Showing posts with label Daniel Mann. Show all posts
Showing posts with label Daniel Mann. Show all posts

Thursday, May 19, 2022

(Ro)Dental Problems

Films: Willard (1971); Ben
Format: Streaming video from Tubi TV on Fire!

I used to have pet rats. When I say that, I learn that there are two basic types of people. There are a few people who know the joys of pet rats, but by far the most common response is a slight recoil and a wrinkling of the nose. I’ll happily tout just how good rats are as pets. They’re smart, affectionate, and trainable. In fact, the only real drawback to them is that they don’t live very long. We had a rat who lived for three years, and that’s sort of the equivalent of a human living to 110. I bring this up because Willard is a rat movie.

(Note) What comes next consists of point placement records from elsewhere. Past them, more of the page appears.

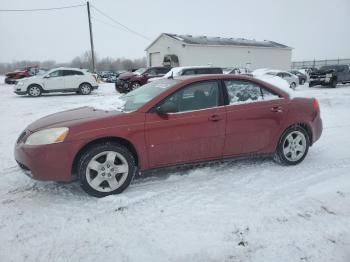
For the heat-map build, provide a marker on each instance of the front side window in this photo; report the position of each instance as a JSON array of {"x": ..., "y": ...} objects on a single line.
[
  {"x": 56, "y": 73},
  {"x": 142, "y": 95},
  {"x": 241, "y": 92},
  {"x": 71, "y": 72},
  {"x": 196, "y": 96}
]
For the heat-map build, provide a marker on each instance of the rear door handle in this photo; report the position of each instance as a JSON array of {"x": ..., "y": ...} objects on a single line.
[
  {"x": 277, "y": 109},
  {"x": 215, "y": 118}
]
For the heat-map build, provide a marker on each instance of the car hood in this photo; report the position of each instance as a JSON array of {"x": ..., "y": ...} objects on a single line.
[
  {"x": 323, "y": 72},
  {"x": 70, "y": 118},
  {"x": 126, "y": 76}
]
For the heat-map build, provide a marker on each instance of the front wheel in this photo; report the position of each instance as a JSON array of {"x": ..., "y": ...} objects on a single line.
[
  {"x": 34, "y": 90},
  {"x": 135, "y": 85},
  {"x": 334, "y": 83},
  {"x": 293, "y": 146},
  {"x": 85, "y": 89},
  {"x": 105, "y": 169}
]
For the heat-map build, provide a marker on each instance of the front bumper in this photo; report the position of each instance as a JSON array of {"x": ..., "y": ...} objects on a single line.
[
  {"x": 52, "y": 162},
  {"x": 122, "y": 86}
]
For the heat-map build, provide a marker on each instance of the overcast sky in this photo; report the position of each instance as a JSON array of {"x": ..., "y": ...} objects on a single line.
[{"x": 315, "y": 29}]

There are a few kinds of creature movies when we’re talking about real-world creatures. Jaws is the classic version of a big creature going on a rampage, and most other films of the same vein are pale shadows (Orca and Grizzly come to mind). There are also the classic giant vermin films that have good examples (Them, for instance) and plenty of terrible ones (The Deadly Mantis, The Killer Shrews, Night of the Lepus, and The Giant Leeches to name a few). And then there are swarm movies. Phase IV, Squirm, Frogs, Piranha, Kingdom of the Spiders and more fit into this category. That’s the category for Willard, with the swarm being rats.

Willard Stiles (Bruce Davison) is an introvert and something of a loser. Is job is at a plant that was started by his father but taken over by a man named Martin (Ernest Borgnine), who treats Willard terribly in the hopes of getting him to quit. Willard lives with his shrewish mother (Elsa Lanchester) in a dilapidated house that she constantly demands he fix. One of those fixes is getting rid of a nest of rats. Willard attempts to drown them but takes pity on them instead and keeps them in a shed. Slowly, he learns to like the rats, and has a favorite named Socrates. He also has a rat named Ben, who seems to have more a dark influence over him and his thoughts.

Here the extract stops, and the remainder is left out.